The information processing device
If the description content of the script cannot be analyzed, the window handle corresponding to the identifier of the process is acquired, and the script name and input are input based on the result of recognizing the information in the window specified from the acquired window handle. The information processing system according to claim 11, wherein the data name and the output data name are specified, and the data lineage is generated based on the specified script name, the input data name, and the output data name. ..

Get the identifier of the process running on your device
Based on the acquired identifier of the process, the data processing tool corresponding to the process is identified.
The description content of the script in operation of the specified data processing tool is analyzed, and the input data name and output data name are specified based on the analysis result.
Generates data lineage for the script based on the identified input data name and output data name.

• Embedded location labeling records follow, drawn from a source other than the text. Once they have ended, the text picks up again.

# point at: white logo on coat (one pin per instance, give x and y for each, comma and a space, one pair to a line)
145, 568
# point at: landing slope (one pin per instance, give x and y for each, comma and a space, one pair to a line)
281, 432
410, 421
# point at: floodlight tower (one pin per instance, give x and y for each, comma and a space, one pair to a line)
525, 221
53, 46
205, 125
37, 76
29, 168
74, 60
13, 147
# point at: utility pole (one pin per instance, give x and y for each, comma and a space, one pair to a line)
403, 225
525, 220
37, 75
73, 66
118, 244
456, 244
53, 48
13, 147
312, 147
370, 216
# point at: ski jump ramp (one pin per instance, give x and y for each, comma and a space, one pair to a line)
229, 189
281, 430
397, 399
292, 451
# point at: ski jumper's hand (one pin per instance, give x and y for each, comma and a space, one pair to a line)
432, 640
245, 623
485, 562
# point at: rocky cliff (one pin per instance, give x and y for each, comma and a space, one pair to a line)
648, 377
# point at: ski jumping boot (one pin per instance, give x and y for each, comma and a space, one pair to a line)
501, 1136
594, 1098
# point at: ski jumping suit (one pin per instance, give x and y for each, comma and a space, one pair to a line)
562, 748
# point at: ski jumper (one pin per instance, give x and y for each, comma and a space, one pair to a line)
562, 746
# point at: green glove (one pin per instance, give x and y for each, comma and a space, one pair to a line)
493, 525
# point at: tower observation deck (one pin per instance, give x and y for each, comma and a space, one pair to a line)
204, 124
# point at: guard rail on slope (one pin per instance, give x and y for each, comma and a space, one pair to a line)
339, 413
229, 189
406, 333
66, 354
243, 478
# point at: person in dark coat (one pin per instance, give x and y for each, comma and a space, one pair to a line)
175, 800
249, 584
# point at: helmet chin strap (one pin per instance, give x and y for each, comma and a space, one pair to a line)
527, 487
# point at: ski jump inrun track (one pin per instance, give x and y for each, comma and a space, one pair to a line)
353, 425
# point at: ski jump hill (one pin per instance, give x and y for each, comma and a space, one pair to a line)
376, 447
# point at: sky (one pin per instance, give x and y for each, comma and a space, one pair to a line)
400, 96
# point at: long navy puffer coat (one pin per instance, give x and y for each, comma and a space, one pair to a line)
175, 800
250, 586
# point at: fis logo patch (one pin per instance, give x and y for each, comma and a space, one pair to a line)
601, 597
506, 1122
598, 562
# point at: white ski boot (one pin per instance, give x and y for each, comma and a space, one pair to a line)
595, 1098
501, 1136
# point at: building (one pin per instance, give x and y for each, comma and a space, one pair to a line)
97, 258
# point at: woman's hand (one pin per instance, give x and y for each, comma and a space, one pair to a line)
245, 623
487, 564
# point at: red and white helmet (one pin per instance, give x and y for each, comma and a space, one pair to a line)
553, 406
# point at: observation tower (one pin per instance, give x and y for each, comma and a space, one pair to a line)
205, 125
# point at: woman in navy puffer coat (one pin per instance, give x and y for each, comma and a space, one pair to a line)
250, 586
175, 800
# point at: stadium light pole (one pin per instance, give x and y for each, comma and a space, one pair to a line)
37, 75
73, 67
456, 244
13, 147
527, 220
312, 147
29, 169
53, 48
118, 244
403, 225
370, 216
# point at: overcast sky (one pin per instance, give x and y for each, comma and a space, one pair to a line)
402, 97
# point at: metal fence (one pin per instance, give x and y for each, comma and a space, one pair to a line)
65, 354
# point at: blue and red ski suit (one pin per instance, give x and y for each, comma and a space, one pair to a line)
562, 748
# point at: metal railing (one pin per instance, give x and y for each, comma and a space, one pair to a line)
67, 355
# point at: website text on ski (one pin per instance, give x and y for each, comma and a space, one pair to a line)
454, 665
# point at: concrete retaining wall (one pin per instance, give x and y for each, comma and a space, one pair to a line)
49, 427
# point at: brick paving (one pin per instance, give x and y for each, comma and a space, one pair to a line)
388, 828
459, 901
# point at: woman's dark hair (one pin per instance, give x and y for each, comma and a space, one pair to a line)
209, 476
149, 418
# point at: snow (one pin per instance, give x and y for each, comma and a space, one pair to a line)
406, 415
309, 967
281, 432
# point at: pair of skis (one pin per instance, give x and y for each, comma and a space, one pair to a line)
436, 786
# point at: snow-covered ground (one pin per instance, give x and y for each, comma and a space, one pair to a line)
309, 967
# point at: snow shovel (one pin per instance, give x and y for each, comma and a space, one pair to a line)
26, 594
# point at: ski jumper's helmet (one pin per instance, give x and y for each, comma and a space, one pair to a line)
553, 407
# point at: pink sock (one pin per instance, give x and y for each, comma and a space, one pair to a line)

An information processing program characterized by having a computer execute processing.

If the description content of the script cannot be parsed, the window handle corresponding to the identifier of the process is acquired.
Based on the result of recognizing the information in the window specified from the acquired window handle, the script name, input data name, and output data name are specified.
Generate the data lineage based on the identified script name, input data name, and output data name.
The information processing program according to claim 13, wherein the computer executes the process.